In 2013, another law Professor, Zhao Guoqiang from the University of Macau, commented that this case, together with the 2007 case, reflected the practical disagreement between the prosecution office and the court, on how extraditions should be handled, and this needed to be resolved. Zhao also explicitly supported the prosecution office's opinion, and questioned the court's reasons. He thought that the court's decision was based on incorrect ideas, and however good faith the decision might come with subjectively, the connivance of criminals was its objective consequence, "Is it really what Macau wants, the 'prestige' of being the heaven for criminals?" Instead, he opined, "without any agreement or specific law, but following the 'One country, two systems' policy, and the principle of 'reciprocal benefit'", it should be possible to extradite fugitives, but of course it is still preferable to have a proper agreement as soon as possible. It was the court that with its incorrect understanding of extradition practices, and by "specious" reasons, "abruptly intervened the tacit agreement and tradition" of extradition between Macau and mainland China. In a previous paper, Zhao wrote that the court's ideal of "extradition according to law" still "makes some sense", and it was only the lack of progress in resolving the extradition dilemma that disappointed him, and extradition has surprisingly become more difficult after the handover of Macau to China.
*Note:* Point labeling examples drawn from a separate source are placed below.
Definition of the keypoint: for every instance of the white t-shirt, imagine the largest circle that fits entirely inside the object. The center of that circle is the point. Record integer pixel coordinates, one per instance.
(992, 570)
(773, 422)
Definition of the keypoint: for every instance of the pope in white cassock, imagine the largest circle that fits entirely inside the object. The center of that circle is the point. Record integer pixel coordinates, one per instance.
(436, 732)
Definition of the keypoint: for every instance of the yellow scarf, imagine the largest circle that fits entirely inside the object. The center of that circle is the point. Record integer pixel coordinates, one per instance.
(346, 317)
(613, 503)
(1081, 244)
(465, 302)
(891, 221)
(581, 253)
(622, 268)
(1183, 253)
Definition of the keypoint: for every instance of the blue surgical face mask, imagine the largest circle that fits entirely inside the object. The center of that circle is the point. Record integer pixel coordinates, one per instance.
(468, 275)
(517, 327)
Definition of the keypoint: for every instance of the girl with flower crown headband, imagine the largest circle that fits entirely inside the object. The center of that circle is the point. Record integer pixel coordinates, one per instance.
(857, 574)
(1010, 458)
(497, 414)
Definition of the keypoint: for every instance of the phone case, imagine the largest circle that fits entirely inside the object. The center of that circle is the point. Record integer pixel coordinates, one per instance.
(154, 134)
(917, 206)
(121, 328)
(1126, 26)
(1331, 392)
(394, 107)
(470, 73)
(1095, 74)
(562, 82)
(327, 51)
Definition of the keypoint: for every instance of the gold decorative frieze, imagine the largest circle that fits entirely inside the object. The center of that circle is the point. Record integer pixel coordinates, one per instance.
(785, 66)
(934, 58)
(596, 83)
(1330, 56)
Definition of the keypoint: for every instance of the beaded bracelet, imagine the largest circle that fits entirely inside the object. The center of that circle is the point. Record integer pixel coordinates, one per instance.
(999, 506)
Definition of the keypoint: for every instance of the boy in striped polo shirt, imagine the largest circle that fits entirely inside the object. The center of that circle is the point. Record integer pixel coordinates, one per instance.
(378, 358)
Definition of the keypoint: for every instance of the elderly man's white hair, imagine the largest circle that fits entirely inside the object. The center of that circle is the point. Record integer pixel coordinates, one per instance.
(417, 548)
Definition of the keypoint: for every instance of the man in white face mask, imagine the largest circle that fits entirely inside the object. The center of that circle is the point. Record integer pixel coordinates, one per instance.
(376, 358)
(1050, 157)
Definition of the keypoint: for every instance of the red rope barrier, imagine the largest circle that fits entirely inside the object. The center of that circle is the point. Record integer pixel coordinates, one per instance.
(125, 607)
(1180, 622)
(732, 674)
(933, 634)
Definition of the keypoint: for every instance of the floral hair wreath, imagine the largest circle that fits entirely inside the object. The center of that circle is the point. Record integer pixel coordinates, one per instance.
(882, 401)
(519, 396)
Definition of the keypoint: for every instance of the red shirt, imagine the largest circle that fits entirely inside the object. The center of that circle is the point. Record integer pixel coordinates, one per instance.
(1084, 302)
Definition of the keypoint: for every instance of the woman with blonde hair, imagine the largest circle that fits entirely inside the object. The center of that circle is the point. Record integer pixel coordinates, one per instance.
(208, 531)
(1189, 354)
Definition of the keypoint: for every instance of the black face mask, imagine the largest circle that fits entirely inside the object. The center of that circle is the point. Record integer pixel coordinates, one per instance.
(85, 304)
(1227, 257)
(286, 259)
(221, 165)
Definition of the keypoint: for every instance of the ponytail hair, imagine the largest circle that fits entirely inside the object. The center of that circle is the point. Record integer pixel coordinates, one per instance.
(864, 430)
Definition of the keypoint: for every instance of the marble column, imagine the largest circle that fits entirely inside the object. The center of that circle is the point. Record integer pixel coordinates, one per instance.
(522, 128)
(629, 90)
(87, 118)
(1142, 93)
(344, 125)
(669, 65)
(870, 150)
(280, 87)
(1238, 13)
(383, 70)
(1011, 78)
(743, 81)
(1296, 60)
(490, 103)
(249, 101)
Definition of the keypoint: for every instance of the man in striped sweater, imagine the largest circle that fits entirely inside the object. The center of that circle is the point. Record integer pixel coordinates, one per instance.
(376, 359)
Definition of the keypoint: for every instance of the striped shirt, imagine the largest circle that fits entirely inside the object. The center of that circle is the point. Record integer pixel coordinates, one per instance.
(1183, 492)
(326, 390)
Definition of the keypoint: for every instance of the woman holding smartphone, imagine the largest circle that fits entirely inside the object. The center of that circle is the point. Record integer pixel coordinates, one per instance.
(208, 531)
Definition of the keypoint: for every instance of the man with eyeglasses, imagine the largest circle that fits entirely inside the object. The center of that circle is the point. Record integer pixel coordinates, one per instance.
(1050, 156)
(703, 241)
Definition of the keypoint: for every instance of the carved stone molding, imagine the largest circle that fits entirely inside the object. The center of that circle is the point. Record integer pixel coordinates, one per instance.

After the Hong Kong Causeway Bay Books disappearances in 2015, the South China Morning Post published an article in February 2016 which described this case and the deportation of Wu Quanshen in 2015 as "extrajudicial". When Joaquim Jorge Neto Valente, President of the Association of Advocates in Macau (counterpart of the Bar association), was interviewed, he commented that no matter how many or few such cases there were, "the principle is wrong". Several news media in Hong Kong and Macau quoted the SCMP report. An op-ed on the news page Macau Concealers wrote that it was the SCMP report that brought the case back to people's attention after so many years. One day after the report, Wong Sio Chak, having been promoted to the Secretary for Security of Macau, chaired the press conference on the 2015 crime figures. There, he mentioned that the extradition was according to law and that the court's criticism was due to their different interpretation of the law. Also, he clarified that to avoid further conflicts between the prosecution office and the court, the government no longer handled similar cases, and Macau had not extradited any Hong Konger to mainland China from 2008. He pointed out that no law forbade the extradition of Hong Kong citizens, and emphasised that they would handle cases in the "one country, two systems" way, that Macau residents were "absolutely, hundred percent, never" involved, and that in general principles it was absolutely not allowed to extradite Macau residents.

In 2019, another two Assistant Professors from the University of Macau, Miguel Manero de Lemos and Teresa Lancry Robalo, wrote that the conflict between the two judicial institutions of Macau was instructive. The court upheld the rule of law and procedural justice, but in doing so made it possible for Macau to surrender fugitives to everywhere in the world, (Note: A relevant law is "Lei n.º 6/2006 "Lei da cooperação judiciária em matéria penal"" but it only regulates "judicial cooperation in criminal matters with states or territories outside the People's Republic of China.") but impossible to mainland China and Hong Kong. In contrast, the prosecution office considered it important to co-operate to fight crime, and gave "possibly, a prevalence of politics over law", and in consequence whether to extradite a person would be determined by the prosecution or police authorities without procedural protections. Both sides lead to consequences which are "hard to stomach". Right before the paper was published, the 2019 Hong Kong extradition bill was proposed to the Legislative Council of Hong Kong, which de Lemos and Robalo thought might be a key step to cooperation on transferring fugitives within the “one country”.

Macau social activist Jason Chao also commented on this case during the 2019–2020 Hong Kong protests against the bill mentioned above. He considered that the Macau government (in handling extradition cases) "sought ways to circumvent potential legal challenges" after the 2007 ruling.